Triton Shared Computing Cluster Upgrades, ‘BioBurst’
The NSF award, valued at almost half a million dollars and slated to run through January 2018, provides funding for new hardware for UC San Diego’s Triton Shared Computing Cluster, or TSCC, a “condo computing” program established in 2013 that has seen strong growth over the last two years. Condo computing is a form of shared ownership model in which researchers use funds from grants or other sources to purchase and contribute compute “nodes” (computer servers) to the system. The result is a researcher-owned, shared computing resource of medium- to large-proportions and much larger than could typically be afforded by the typical principal investigator for dedicated use. The already large and growing life sciences research enterprise at UC San Diego is an increasing consumer of computing capacity on TSCC.

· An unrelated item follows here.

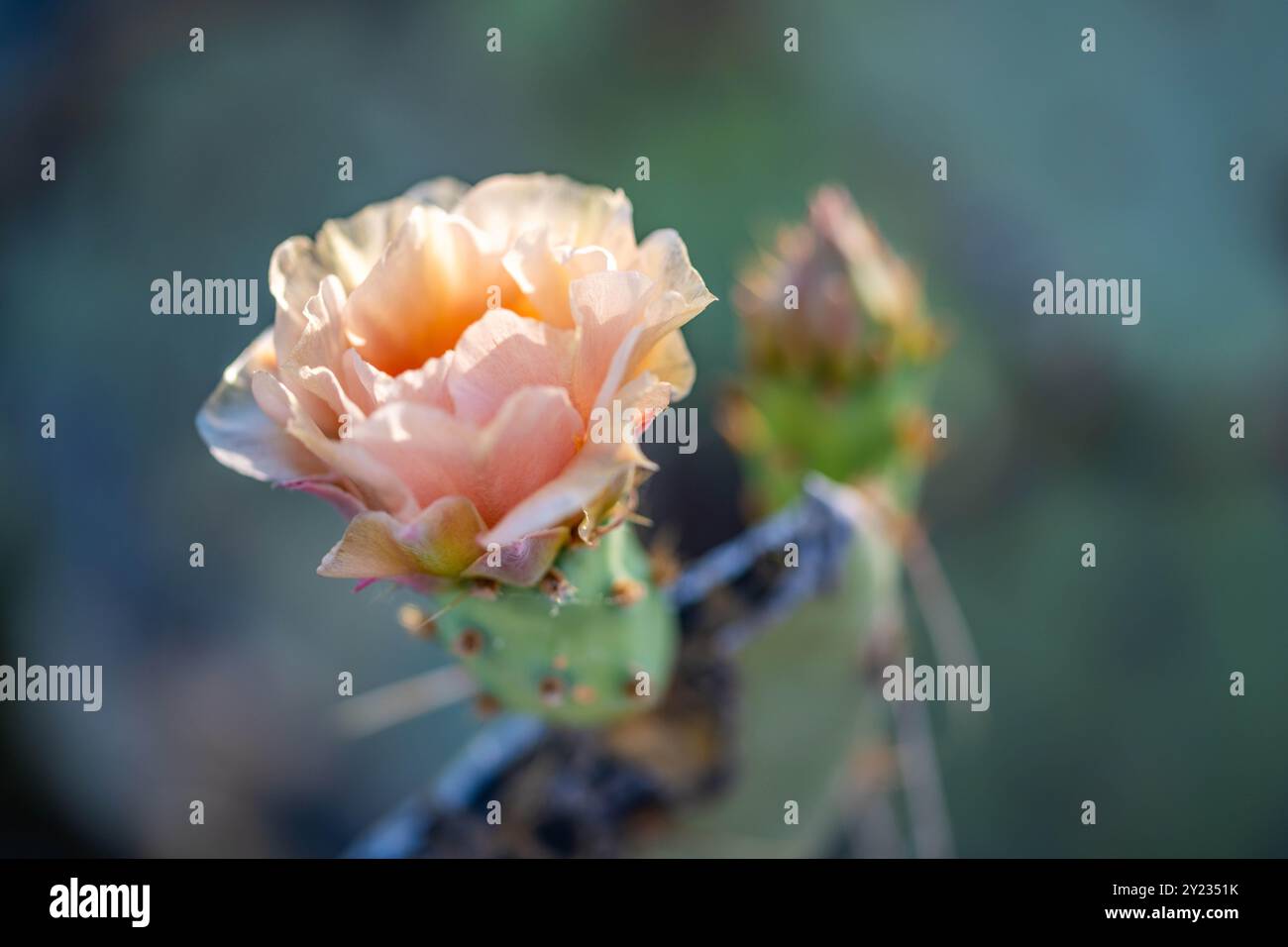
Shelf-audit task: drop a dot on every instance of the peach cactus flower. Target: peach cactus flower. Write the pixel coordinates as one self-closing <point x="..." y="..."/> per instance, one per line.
<point x="434" y="364"/>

Under the NSF award, SDSC will implement a separately scheduled partition of TSCC with technology designed to address key areas of bioinformatics computing including genomics, transcriptomics, and immune receptor repertoire analysis. Called ‘BioBurst’, the system will incorporate the following major components:
- An input/output (I/O) accelerator appliance with 40 terabytes of non-volatile memory and software designed to improve network throughput by alleviating the small-block/small-file I/O problem characteristic of many bioinformatics codes;
- A field programmable gate array (FPGA)-based computational accelerator system that has been demonstrated to perform de-multiplexing, read mapping, and variant calling of complete human genomes in about 22 minutes;
- About 700 commodity computing cores, which will access the I/O accelerator and provide a separately scheduled resource for running bioinformatics applications;
- Integration with a large-scale, Lustre parallel file system which supports streaming I/O and has the capacity to stage large amounts of data associated with many bioinformatics studies; and
- Customization of the job scheduler to accommodate bioinformatics workflows, which can consist of hundreds to thousands of jobs submitted by a single user at one time.
“UC San Diego is grateful for this new support from the National Science Foundation’s CC* program to enhance the power of TSCC,” said Valerie Polichar, Director of Research IT Services at UC San Diego. “This award extends our overall research capabilities to innovatively enable our biomedical and life sciences researchers to push the boundaries of science through new computational resources and methods.”